Schlagwort ‘Tanzverbot‘

stille Feiertage

Heute ist Ostermontag, für einige schlicht ein freier Tag, für andere ein Feiertag, den sie im Rahmen des Osterfests entsprechend würdigen. Der gestrige Sonntag, ebenso wie Karfreitag, waren beispielsweise zwei dieser «stillen Feiertage», welche dieses Jahr die Gemüter einiger nimmersatter Zeitgenossen in Erregung versetzen.

Ein paar dieser Feiertage erliegen also einem Tanzverbot, welcher sich auf Teile des Tages bzw. den gesamten Tag erstreckt, je nach Bundesland. Ist dies schlimm? Nein, für mich ist es schlicht ein deal, ich habe einen freien Tag und die Gläubigen können in sich gehen oder was man auch immer sonst an dem jeweiligen Tag tut. Der Rest in der Bevölkerung hat, abgesehen von diesen wenigen Tagen, das ganze Jahr über die Möglichkeit irgendeiner Art von Gaudi nachzugehen. Beseitigt man den Charakter von Feiertagen, fällt auch die letzte Bastion und somit der Feiertag selbst. Freie Tage, gänzlich profan begangen, wird es also nicht geben. Man kann von diesen träumen, aber letztendlich ist einzig der spirituelle Charakter dieser auch eine Versicherung für den Erhalt jener Tage. Wirtschaft und Staat versuchen längst an diversen Ecken und Enden dieses letzte verbleibende Bollwerk eines möglichen Innehaltens1 niederzureißen.

Ich frage mich ohnehin, wer dieses Thema in den Mittelpunkt rückte — Sommerloch, here we come. Hatte etwa jemand dieser Tanzwütigen genug Zeit und Muße in der Wikipedia zu stöbern, um ein wenig Wissen zu erlangen? Dann bitte mehr dieser Tage! Gemeinhin lernt man derartige Dinge in der Schule, zumindest wenn man aufgepaßt hat. Man kann sich natürlich auch a la Fefe, wie bei diesem oftmals usus beispielsweise in Sachen Geschichte: «das hat man uns damals im Unterricht verschwiegen», herausreden und eine notwendige bildungstechnische Abstraktion2 zur Erlangung von Basiswissen usw. «verschwörungstechnisch» aufarbeiten. Jeder eben nach seinem Gusto. Vielleicht sollten jene Tanzwütigen, die sich eifrig jüngst zu einem Flashmob formierten, einmal ihre Prioritäten überdenken. «Hitzwellen», die es auch schon anno 2000 im April mit teils 28°C gab, waren noch nie ein adäquater Anlaß die verbliebenen Hirnzellen zu überlasten. Geht Grillen, genießt die Ruhe und verschiebt den Gaudi eben auf übermorgen — weit über 300 Tage dürften dazu mehr als genug sein. Einmal «die Beine still halten» sorgte letztendlich auch für ein Plus an Wissen :-)
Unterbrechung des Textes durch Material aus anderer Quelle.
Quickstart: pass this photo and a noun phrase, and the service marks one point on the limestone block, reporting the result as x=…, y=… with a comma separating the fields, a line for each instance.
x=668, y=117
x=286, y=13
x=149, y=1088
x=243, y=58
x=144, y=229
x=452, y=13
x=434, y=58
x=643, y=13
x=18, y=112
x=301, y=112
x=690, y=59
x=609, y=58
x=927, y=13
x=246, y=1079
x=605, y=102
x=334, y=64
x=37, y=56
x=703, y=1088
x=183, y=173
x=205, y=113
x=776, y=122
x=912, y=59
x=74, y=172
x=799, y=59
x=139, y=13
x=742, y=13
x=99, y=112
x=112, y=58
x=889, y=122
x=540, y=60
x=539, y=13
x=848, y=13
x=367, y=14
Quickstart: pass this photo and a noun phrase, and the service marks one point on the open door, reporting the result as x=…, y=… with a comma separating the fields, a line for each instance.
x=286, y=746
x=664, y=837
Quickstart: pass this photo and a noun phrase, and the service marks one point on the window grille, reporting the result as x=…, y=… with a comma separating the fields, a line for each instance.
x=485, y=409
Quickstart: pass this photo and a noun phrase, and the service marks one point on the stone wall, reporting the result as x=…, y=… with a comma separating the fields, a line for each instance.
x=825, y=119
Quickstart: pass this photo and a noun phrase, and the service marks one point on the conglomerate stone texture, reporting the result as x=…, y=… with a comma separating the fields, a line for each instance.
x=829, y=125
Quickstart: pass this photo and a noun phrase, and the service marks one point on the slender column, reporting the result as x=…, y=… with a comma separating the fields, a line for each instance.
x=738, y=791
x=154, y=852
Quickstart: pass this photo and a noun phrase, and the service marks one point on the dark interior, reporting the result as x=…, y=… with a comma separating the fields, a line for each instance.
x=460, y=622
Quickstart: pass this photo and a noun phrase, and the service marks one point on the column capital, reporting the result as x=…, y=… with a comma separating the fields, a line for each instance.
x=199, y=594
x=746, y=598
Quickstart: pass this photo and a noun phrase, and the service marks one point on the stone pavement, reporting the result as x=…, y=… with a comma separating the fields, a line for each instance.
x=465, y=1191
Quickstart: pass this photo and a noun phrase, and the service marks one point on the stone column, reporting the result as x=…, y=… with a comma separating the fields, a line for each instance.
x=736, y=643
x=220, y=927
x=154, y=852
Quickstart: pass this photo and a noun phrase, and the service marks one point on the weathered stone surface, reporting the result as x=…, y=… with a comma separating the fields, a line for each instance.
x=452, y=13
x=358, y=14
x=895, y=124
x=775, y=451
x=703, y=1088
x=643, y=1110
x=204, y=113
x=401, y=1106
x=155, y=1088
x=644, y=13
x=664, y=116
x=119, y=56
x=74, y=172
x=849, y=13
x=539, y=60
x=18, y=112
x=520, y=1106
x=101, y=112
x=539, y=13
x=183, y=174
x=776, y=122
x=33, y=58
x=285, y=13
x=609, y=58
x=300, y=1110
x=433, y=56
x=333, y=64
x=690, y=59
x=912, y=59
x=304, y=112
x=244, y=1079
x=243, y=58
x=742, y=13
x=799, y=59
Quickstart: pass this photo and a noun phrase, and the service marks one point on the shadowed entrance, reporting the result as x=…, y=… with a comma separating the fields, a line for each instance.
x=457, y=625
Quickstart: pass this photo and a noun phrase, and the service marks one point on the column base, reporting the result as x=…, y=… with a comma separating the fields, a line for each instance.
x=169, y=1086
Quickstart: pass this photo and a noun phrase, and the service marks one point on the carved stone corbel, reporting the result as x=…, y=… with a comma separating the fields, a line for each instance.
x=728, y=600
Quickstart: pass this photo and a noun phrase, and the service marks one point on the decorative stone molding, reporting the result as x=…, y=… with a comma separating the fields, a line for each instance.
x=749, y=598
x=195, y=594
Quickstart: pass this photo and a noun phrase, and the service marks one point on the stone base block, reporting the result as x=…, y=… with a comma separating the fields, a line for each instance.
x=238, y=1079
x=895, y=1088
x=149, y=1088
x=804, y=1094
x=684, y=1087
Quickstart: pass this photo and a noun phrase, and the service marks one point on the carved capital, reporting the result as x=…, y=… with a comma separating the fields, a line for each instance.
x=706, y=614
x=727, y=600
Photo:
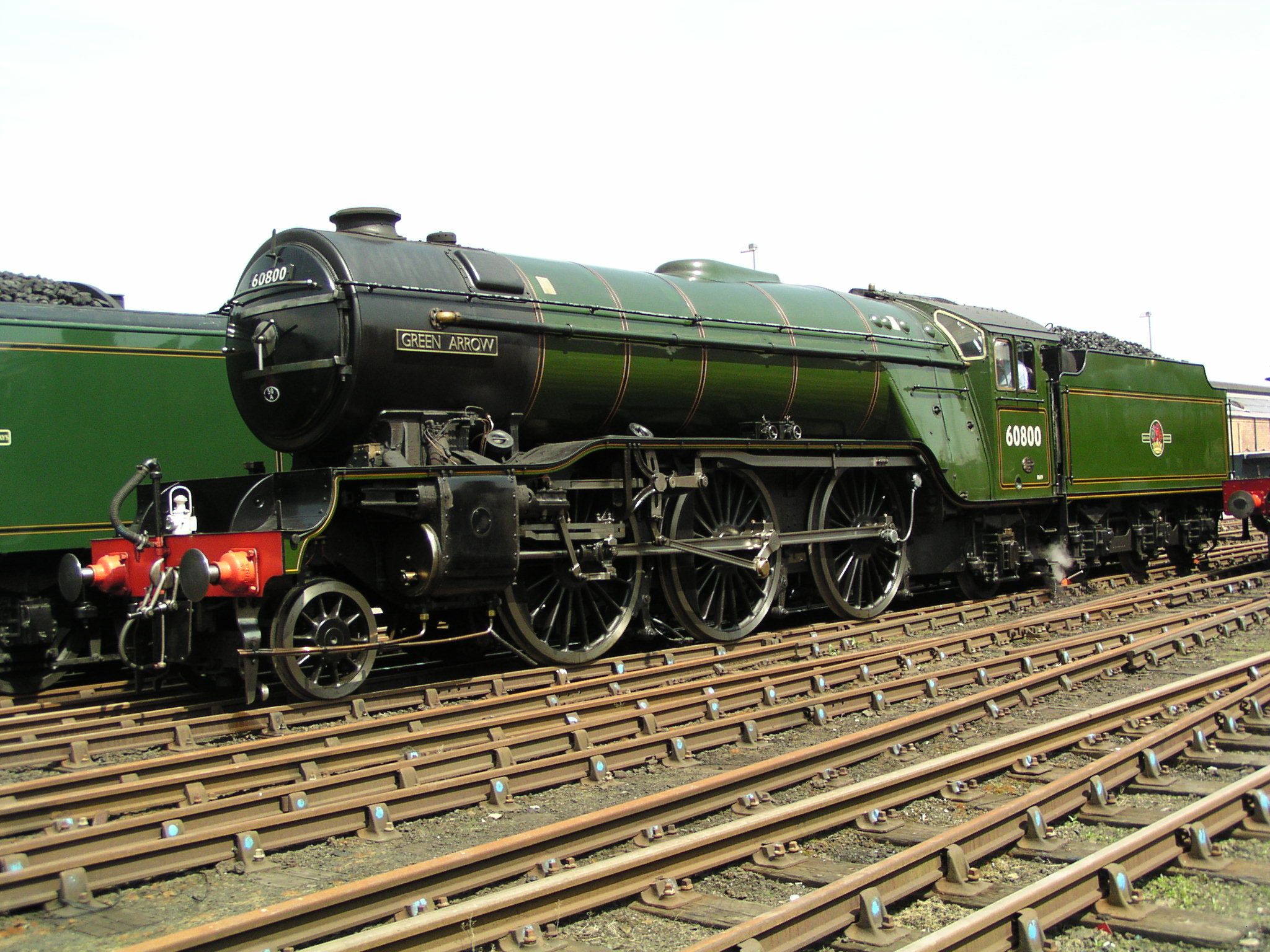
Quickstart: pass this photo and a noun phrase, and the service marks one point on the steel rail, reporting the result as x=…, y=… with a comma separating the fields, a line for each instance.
x=69, y=701
x=1077, y=886
x=708, y=666
x=76, y=702
x=828, y=910
x=277, y=823
x=31, y=744
x=329, y=769
x=78, y=746
x=418, y=889
x=19, y=725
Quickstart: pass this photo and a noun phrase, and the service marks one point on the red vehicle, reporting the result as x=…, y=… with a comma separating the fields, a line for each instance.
x=1249, y=499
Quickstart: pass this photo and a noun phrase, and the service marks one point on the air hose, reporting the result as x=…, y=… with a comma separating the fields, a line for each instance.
x=146, y=470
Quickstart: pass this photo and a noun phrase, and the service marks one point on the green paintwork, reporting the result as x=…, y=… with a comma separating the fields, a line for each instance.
x=84, y=403
x=770, y=351
x=1109, y=409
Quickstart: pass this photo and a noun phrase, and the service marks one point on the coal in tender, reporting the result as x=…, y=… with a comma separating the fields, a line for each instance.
x=1098, y=340
x=29, y=289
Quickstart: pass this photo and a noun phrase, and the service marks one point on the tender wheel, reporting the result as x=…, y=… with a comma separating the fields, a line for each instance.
x=29, y=669
x=556, y=616
x=324, y=614
x=713, y=599
x=856, y=579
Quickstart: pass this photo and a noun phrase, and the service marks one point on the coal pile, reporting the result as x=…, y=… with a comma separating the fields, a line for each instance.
x=29, y=289
x=1098, y=340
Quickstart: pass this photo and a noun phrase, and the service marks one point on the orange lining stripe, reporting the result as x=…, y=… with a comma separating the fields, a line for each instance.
x=873, y=343
x=543, y=345
x=789, y=330
x=626, y=347
x=705, y=357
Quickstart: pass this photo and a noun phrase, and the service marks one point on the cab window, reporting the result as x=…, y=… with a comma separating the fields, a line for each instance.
x=1005, y=363
x=1026, y=364
x=966, y=335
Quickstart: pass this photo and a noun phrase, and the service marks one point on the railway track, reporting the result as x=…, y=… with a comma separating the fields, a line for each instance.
x=363, y=765
x=448, y=903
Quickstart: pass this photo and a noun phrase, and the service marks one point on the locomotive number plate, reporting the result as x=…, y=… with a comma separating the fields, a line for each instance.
x=441, y=342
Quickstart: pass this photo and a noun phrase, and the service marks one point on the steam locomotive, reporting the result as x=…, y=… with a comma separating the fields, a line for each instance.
x=557, y=455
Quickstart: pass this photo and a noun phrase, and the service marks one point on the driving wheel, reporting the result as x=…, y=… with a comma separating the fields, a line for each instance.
x=856, y=578
x=714, y=599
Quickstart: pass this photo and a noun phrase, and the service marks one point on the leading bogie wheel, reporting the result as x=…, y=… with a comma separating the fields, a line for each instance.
x=858, y=578
x=559, y=616
x=714, y=599
x=315, y=617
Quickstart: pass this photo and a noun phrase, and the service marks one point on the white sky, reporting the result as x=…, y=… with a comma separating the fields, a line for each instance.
x=1077, y=163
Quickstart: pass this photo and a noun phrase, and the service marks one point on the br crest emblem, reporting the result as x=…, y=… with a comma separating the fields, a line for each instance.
x=1157, y=438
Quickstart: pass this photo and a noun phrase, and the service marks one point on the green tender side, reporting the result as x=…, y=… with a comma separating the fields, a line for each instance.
x=1142, y=427
x=84, y=398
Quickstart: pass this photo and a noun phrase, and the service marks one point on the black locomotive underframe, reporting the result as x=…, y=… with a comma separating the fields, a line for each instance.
x=425, y=541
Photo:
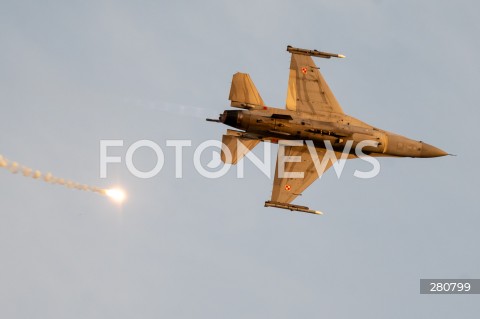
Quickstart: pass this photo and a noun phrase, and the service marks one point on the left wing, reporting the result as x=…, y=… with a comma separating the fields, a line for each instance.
x=285, y=190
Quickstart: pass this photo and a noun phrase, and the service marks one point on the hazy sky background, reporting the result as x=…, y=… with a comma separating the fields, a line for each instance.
x=73, y=74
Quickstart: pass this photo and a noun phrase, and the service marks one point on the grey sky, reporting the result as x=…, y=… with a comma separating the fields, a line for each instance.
x=72, y=74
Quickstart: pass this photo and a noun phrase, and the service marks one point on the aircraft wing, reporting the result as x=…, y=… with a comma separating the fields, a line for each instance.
x=285, y=190
x=307, y=89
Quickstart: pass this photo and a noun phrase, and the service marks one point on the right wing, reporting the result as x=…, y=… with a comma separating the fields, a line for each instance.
x=307, y=89
x=285, y=190
x=237, y=147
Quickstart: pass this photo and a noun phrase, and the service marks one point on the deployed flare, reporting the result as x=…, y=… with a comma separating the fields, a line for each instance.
x=117, y=194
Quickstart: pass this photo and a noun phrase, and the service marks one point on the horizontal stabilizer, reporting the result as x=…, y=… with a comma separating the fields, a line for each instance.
x=292, y=207
x=243, y=93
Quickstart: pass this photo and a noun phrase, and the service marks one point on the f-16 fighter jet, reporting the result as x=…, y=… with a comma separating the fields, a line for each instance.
x=313, y=131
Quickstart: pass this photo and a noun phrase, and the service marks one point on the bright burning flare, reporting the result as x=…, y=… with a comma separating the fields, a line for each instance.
x=117, y=194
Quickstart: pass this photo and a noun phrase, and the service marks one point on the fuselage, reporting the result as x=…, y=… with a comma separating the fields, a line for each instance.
x=280, y=124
Für Atheisten, Scheinheilige und andere nicht wirklich Gläubige gibt es ohnehin nur eine Lösung: die Profanation, sprich Abschaffung der Feiertage oder eben den vereinbarten Burgfrieden einhalten. Dürfte so schwer nicht sein, oder?

  1. für andere ist es u.U. auch ein Arbeitstag mit einem entsprechenden Obolus in der Lohntüte, nichtsdestotrotz etwas «besonderes» []
  2. mir verschwieg man damals im LK auch komplexe Zahlen und schob uns stattdessen arglistig Zeigerdiagramme unter, um Wechselströme zu handhaben. Freimaurer, my ass 😉 []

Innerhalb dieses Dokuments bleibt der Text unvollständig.